“Caroline, or Change”
National Theatre (Lyttelton), Londres • 21.10.06 à 14h15
Musique de Jeanine Tesori. Livret et lyrics de Tony Kushner.
Mise en scène : George C. Wolfe. Avec Tonya Pinkins (Caroline Thibodeaux), Perry Millward (Noah Gellman), Anna Francolini (Rose Stopnick Gellman), Pippa Bennett-Warner (Emmie Thibodeaux), Valda Aviks (Grandma Gellman), Ian Lavender (Grandpa Gellman),…
Ce spectacle a été créé à Broadway au printemps 2004 et n’a tenu l’affiche que quelques mois. Je l’avais, à l’époque, absolument détesté, au point de ne pas acheter le CD alors que je suis plutôt du genre complétiste. Voici qu’on remonte la même production à Londres : même mise en scène, même vedette féminine… et je suis conquis.
Il faut dire que les Anglais sont beaucoup plus à l’aise que les Américains avec le théâtre “intello” (il suffit de voir la différence de l’accueil réservé à Stephen Sondheim de part et d’autre de l’Atlantique). Cela aide sans doute à faire de Caroline, or Change une expérience plus digeste. J’ai remarqué aussi que la prise de son était beaucoup plus claire et permettait mieux de suivre les paroles même dans les passages les plus bruyants.

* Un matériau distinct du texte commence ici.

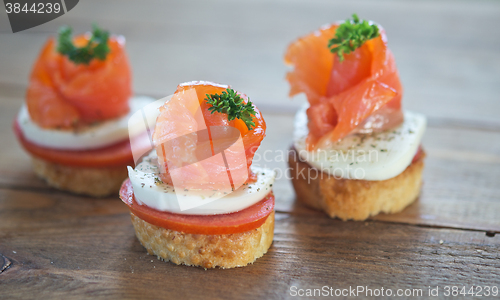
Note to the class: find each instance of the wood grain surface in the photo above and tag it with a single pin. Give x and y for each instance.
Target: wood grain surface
(57, 245)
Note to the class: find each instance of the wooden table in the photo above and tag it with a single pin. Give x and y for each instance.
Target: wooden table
(57, 245)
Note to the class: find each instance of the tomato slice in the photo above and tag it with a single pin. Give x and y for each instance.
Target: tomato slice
(245, 220)
(119, 154)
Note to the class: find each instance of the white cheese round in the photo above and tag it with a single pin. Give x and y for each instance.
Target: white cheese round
(91, 137)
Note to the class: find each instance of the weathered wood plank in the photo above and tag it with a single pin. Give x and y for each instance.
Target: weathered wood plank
(72, 247)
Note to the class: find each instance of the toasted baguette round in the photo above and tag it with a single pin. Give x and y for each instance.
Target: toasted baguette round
(350, 199)
(96, 182)
(207, 251)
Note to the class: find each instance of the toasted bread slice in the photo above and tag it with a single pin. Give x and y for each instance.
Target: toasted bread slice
(207, 251)
(350, 199)
(96, 182)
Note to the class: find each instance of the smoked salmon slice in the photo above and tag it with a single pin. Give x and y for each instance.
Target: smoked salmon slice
(62, 94)
(187, 136)
(344, 95)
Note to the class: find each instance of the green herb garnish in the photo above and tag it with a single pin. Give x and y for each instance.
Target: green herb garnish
(97, 46)
(351, 35)
(230, 103)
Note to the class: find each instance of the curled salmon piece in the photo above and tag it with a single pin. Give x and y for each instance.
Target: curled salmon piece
(360, 94)
(198, 149)
(62, 94)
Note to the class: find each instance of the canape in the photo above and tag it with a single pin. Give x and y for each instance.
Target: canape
(74, 122)
(355, 153)
(195, 198)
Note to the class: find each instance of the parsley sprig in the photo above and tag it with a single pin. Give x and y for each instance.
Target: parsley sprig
(96, 47)
(351, 35)
(230, 103)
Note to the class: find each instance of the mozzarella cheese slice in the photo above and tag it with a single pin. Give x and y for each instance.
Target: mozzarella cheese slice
(149, 190)
(92, 137)
(378, 156)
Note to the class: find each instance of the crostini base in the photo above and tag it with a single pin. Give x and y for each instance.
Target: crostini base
(96, 182)
(350, 199)
(207, 251)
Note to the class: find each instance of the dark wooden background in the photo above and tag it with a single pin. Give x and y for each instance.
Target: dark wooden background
(64, 246)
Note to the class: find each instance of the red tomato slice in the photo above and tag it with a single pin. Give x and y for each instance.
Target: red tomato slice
(115, 155)
(245, 220)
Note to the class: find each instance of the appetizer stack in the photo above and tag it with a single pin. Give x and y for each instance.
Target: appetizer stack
(195, 199)
(74, 123)
(355, 152)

Caroline, or Change devait être à l’origine un livret d’opéra écrit par Tony Kushner, l’auteur de Angels in America. Le compositeur ayant renoncé, c’est à Broadway que la pièce a vu le jour, avec des chansons mises en musique par Jeanine Tesori, une compositrice qui se consacre presque exclusivement à la comédie musicale, bien qu’elle travaille aussi actuellement à une commande pour le Metropolitan Opera.
Kushner a tiré le livret de Caroline de ses souvenirs d’enfance : les années 1960, la Louisiane, la conquête des droits civiques par les noirs, l’assassinat de JFK… qui marque d’ailleurs le point de départ de la pièce. Mais ce n’est pas une épopée qu’il nous propose. Le livret s’intéresse à Caroline, une noire qui travaille comme bonne dans une famille juive de Louisiane et qui se change les idées en discutant avec la machine à laver, la radio et le sèche-linge. Le fils de la famille a la fâcheuse habitude d’oublier de la monnaie dans ses poches de pantalons. Sa belle-mère décide de l’encourager à plus de vigilance en permettant à Caroline de garder ce qu’elle trouve en vidant les poches… jusqu’à ce qu’elle y trouve un billet de 20 dollars…

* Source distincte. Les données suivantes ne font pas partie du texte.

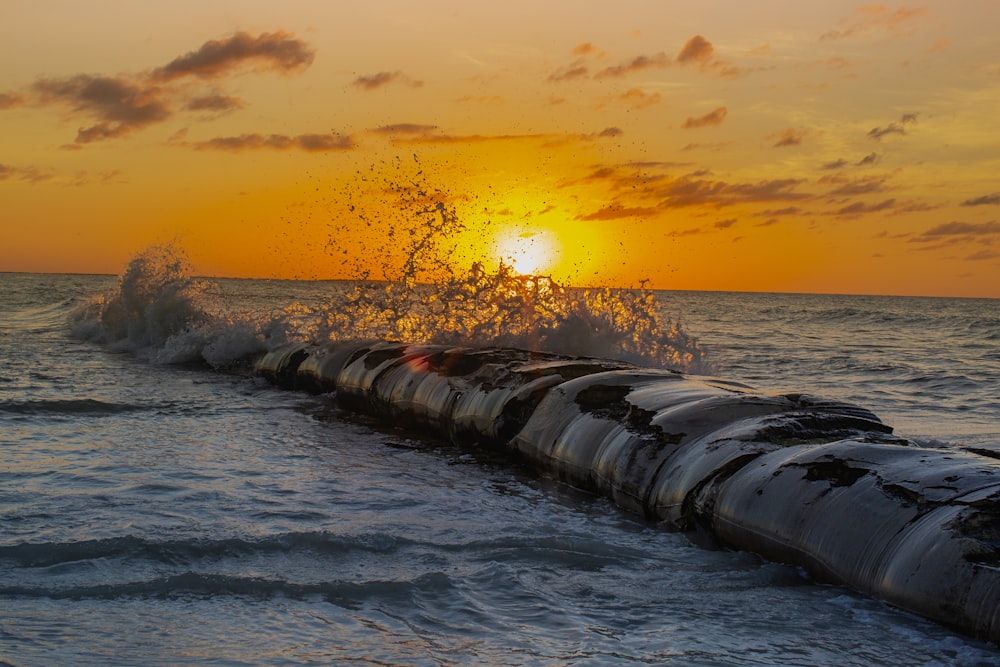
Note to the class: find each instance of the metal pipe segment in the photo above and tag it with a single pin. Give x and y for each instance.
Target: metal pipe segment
(819, 484)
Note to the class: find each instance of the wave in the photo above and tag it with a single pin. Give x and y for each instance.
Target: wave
(158, 310)
(69, 407)
(208, 585)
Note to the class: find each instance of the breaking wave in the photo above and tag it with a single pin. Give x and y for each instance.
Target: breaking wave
(159, 309)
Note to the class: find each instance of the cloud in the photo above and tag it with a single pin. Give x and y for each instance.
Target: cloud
(116, 106)
(687, 191)
(119, 105)
(985, 200)
(637, 64)
(715, 146)
(861, 208)
(214, 102)
(696, 50)
(404, 128)
(23, 174)
(958, 230)
(711, 118)
(381, 79)
(788, 137)
(871, 158)
(586, 49)
(570, 72)
(867, 160)
(446, 139)
(873, 19)
(850, 187)
(699, 51)
(636, 98)
(10, 100)
(481, 99)
(618, 212)
(311, 143)
(278, 51)
(895, 127)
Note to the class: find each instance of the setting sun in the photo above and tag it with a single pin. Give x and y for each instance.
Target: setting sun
(527, 252)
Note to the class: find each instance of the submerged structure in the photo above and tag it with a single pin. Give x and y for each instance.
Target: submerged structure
(819, 484)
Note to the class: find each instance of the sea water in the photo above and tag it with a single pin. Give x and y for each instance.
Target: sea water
(157, 508)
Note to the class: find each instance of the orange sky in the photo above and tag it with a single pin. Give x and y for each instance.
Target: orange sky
(768, 146)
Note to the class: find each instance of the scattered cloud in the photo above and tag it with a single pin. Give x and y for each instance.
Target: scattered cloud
(714, 117)
(713, 146)
(637, 64)
(117, 104)
(871, 158)
(904, 208)
(587, 49)
(404, 128)
(636, 98)
(480, 99)
(787, 137)
(958, 230)
(10, 100)
(430, 138)
(570, 72)
(983, 255)
(215, 102)
(895, 127)
(278, 51)
(861, 208)
(619, 212)
(876, 19)
(688, 191)
(850, 187)
(696, 50)
(311, 143)
(382, 79)
(23, 174)
(773, 213)
(985, 200)
(700, 52)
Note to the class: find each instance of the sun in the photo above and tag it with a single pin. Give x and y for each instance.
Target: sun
(527, 252)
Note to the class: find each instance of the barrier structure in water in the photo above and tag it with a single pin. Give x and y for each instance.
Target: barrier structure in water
(819, 484)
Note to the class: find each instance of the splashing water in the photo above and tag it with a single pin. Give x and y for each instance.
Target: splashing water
(158, 309)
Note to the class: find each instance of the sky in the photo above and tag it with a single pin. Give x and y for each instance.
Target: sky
(777, 146)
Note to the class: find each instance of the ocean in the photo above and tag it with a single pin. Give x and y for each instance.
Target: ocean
(159, 505)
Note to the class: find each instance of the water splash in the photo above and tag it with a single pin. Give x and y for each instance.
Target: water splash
(413, 290)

Autant j’avais trouvé le propos, la mise en scène et l’interprète principale horriblement prétentieux à New York, j’ai trouvé cette version londonienne parfaitement convaincante. L’écriture, en particulier, est de très bonne facture… La distribution est également remarquable, avec une mention particulière pour Anna Francolini, une comédienne que je trouve excellente chaque fois que je la vois.
Cela valait le coup de retenter l’expérience. Je vais l’acheter, ce CD, finalement.